Everyone was junior once

I have a chip on my shoulder. Or as a friend once told me, I have chips on both shoulders which makes me well balanced. 

During my first year as a junior associate at a venture firm in Salt Lake City I was invited, by the partners of the firm, to join a lunch. A Silicon Valley law firm had just opened up shop in town and they wanted to treat us to a meal to see if we had any business to send their way. The partners of this law firm were very well pedigreed and very accomplished and total jerks.

Throughout the lunch they treated me, the junior member of the team, like persona non grata. I would ask a question, it would be ignored. I would make a comment, it wouldn’t be acknowledged. I would make suggestions for companies they should be talking to, they would brush them off. Not once during the course of the lunch did they make eye contact with me. It was clear that I was the junior guy and they were there to get facetime with the partners. I felt belittled and kind of humiliated.

On the flip side, as a junior member of the team, I also know how great it felt to get the ear of someone much more senior or experienced than me. It meant so much to that someone for whom I had very little to offer would take time out for me. To listen. To advise. To help.

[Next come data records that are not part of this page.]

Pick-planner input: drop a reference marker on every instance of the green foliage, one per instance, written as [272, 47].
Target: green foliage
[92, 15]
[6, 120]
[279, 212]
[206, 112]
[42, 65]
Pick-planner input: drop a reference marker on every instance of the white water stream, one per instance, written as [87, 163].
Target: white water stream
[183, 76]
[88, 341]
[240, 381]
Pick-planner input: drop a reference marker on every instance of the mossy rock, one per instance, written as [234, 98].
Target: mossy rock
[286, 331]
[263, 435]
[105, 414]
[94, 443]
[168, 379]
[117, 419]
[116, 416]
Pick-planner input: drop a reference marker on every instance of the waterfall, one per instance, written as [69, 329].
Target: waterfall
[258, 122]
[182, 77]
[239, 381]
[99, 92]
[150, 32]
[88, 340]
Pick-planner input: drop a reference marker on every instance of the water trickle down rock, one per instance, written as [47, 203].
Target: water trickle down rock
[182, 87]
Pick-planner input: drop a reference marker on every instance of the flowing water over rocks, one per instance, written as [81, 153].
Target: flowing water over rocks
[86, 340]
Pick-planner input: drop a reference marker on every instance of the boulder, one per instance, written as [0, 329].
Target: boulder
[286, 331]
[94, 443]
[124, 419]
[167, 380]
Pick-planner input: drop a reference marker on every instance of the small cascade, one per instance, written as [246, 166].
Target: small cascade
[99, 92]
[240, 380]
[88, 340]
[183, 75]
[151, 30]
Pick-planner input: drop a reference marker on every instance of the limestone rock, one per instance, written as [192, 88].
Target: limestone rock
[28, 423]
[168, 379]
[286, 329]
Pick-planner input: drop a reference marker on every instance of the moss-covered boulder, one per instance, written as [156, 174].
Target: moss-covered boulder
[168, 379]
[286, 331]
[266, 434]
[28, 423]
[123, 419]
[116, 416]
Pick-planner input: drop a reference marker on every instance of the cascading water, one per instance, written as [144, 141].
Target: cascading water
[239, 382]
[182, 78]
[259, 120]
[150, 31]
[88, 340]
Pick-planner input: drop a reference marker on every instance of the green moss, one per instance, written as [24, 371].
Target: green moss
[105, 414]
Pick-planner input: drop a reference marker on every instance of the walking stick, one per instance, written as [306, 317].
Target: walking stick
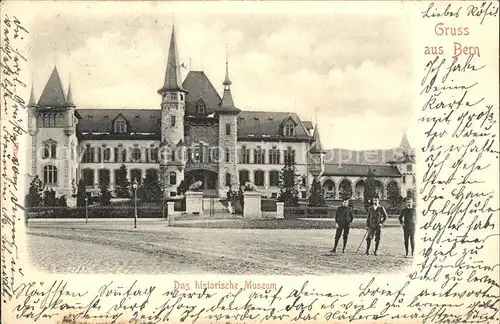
[364, 236]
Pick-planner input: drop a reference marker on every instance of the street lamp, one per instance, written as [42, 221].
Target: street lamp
[134, 186]
[86, 210]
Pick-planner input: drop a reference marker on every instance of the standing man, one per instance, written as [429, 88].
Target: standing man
[407, 220]
[343, 218]
[374, 223]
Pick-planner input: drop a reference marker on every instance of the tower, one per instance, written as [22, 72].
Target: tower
[316, 155]
[172, 148]
[52, 123]
[228, 136]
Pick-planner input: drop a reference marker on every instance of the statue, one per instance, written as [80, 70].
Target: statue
[196, 186]
[249, 186]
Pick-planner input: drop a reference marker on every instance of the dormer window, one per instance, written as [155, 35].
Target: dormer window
[201, 109]
[289, 129]
[120, 126]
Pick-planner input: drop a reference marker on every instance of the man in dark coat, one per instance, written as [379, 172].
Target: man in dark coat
[343, 218]
[407, 220]
[374, 223]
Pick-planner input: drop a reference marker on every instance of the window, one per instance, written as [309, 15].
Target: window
[107, 154]
[50, 174]
[289, 156]
[289, 129]
[259, 178]
[259, 156]
[99, 154]
[244, 176]
[274, 156]
[88, 154]
[153, 155]
[274, 178]
[120, 126]
[49, 149]
[135, 175]
[136, 154]
[88, 177]
[245, 155]
[173, 178]
[49, 120]
[104, 177]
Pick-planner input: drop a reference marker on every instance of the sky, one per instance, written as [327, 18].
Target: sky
[352, 73]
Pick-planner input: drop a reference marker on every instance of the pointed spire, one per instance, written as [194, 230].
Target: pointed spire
[227, 103]
[404, 142]
[317, 147]
[173, 72]
[32, 102]
[53, 93]
[69, 97]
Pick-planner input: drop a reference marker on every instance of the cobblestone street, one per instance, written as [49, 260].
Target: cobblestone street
[105, 246]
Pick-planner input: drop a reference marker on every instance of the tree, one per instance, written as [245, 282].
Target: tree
[316, 195]
[105, 195]
[81, 193]
[150, 189]
[289, 184]
[34, 197]
[393, 194]
[369, 190]
[122, 184]
[345, 190]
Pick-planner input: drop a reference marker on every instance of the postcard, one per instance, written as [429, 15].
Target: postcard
[250, 162]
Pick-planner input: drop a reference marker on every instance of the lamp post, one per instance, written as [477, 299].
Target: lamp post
[134, 186]
[86, 210]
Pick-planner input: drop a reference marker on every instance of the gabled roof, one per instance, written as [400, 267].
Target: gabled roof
[360, 170]
[140, 121]
[199, 86]
[308, 125]
[405, 143]
[267, 124]
[317, 147]
[227, 103]
[53, 93]
[173, 71]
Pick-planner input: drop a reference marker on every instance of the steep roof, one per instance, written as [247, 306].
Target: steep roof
[317, 147]
[360, 170]
[267, 124]
[173, 71]
[53, 93]
[227, 104]
[308, 125]
[199, 87]
[140, 121]
[405, 143]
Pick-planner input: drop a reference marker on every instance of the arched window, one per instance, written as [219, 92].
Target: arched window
[120, 126]
[136, 154]
[244, 177]
[259, 178]
[173, 178]
[50, 174]
[274, 178]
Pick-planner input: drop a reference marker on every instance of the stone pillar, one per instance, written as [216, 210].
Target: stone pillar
[252, 202]
[280, 210]
[194, 202]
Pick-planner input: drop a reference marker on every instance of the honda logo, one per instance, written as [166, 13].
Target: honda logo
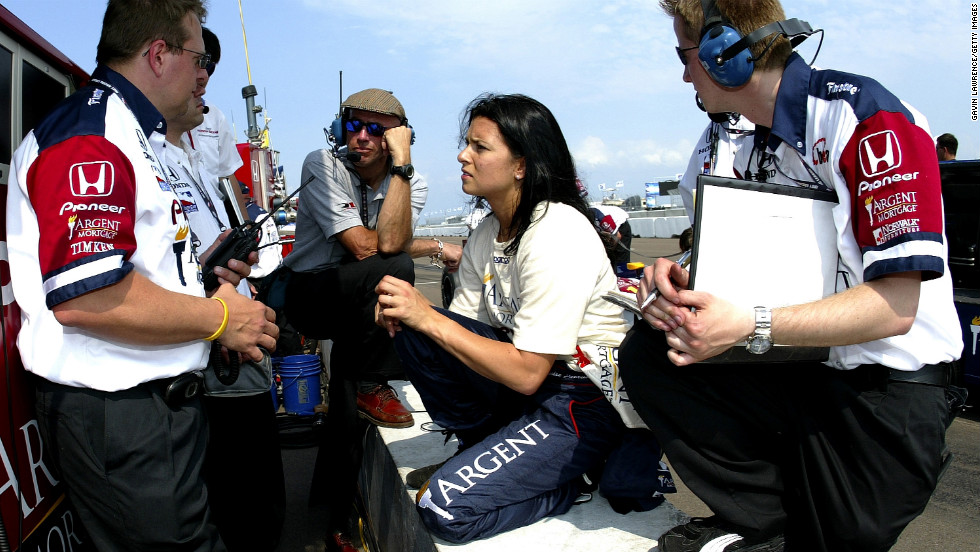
[94, 179]
[879, 153]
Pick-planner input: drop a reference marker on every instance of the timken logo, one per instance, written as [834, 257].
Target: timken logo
[93, 179]
[879, 153]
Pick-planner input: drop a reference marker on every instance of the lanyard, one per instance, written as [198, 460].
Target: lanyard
[364, 203]
[152, 155]
[207, 200]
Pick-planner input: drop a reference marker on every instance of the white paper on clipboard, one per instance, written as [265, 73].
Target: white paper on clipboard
[760, 244]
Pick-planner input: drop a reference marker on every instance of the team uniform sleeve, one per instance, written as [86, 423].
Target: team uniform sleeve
[890, 167]
[330, 204]
[420, 194]
[83, 192]
[557, 277]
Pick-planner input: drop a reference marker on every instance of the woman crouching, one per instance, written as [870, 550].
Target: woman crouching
[503, 367]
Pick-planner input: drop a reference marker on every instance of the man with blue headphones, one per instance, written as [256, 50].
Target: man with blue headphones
[354, 226]
[806, 455]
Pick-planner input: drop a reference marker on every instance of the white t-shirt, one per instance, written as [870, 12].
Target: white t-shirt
[549, 294]
[216, 142]
[730, 138]
[205, 211]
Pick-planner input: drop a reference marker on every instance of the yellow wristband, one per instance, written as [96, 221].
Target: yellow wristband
[224, 322]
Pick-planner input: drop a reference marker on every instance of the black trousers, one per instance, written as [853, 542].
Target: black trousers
[837, 460]
[244, 473]
[338, 304]
[132, 465]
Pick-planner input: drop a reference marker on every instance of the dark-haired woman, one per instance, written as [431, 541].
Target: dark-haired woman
[503, 368]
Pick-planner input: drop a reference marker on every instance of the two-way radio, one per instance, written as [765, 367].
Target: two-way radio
[243, 239]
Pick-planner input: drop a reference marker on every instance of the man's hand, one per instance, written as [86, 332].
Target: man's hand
[250, 324]
[237, 270]
[451, 255]
[711, 326]
[398, 141]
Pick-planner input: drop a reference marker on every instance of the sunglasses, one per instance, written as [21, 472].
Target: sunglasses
[355, 126]
[680, 53]
[203, 60]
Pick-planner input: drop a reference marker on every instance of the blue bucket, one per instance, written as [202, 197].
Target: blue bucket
[300, 383]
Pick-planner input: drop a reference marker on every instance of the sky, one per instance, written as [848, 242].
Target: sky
[607, 70]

Mark Suster had a great post up today on a new investment he made. In the post he talks about how he got to know the founder. Turns out he was a junior member at a venture fund just like I was. As Mark explains:

Dustin was junior but I’m not hierarchic so we spent a bunch of time together. 

That line took me back to my days as a junior member of a team. When I didn’t have anything to offer anybody. But there were some, like Mark did with Dustin, who took me under their wings. Who invested time in me. Who believed in me when they had nothing to gain from doing so. I attribute much of the path I’m on today to those people who believed in me when I was just a  scrappy junior kid at a small town VC firm.

Everyone has been made to feel small and junior at different points in their careers. Everyone pays their dues. I try my best to never forget that. To extend a hand where I can and to keep that scrappy junior kid in me close to the surface.

As for that law firm who’s partners treated me so poorly over lunch? Its been 10 years and I’ve never done business with them. Told you those chips on my shoulders keep me well balanced.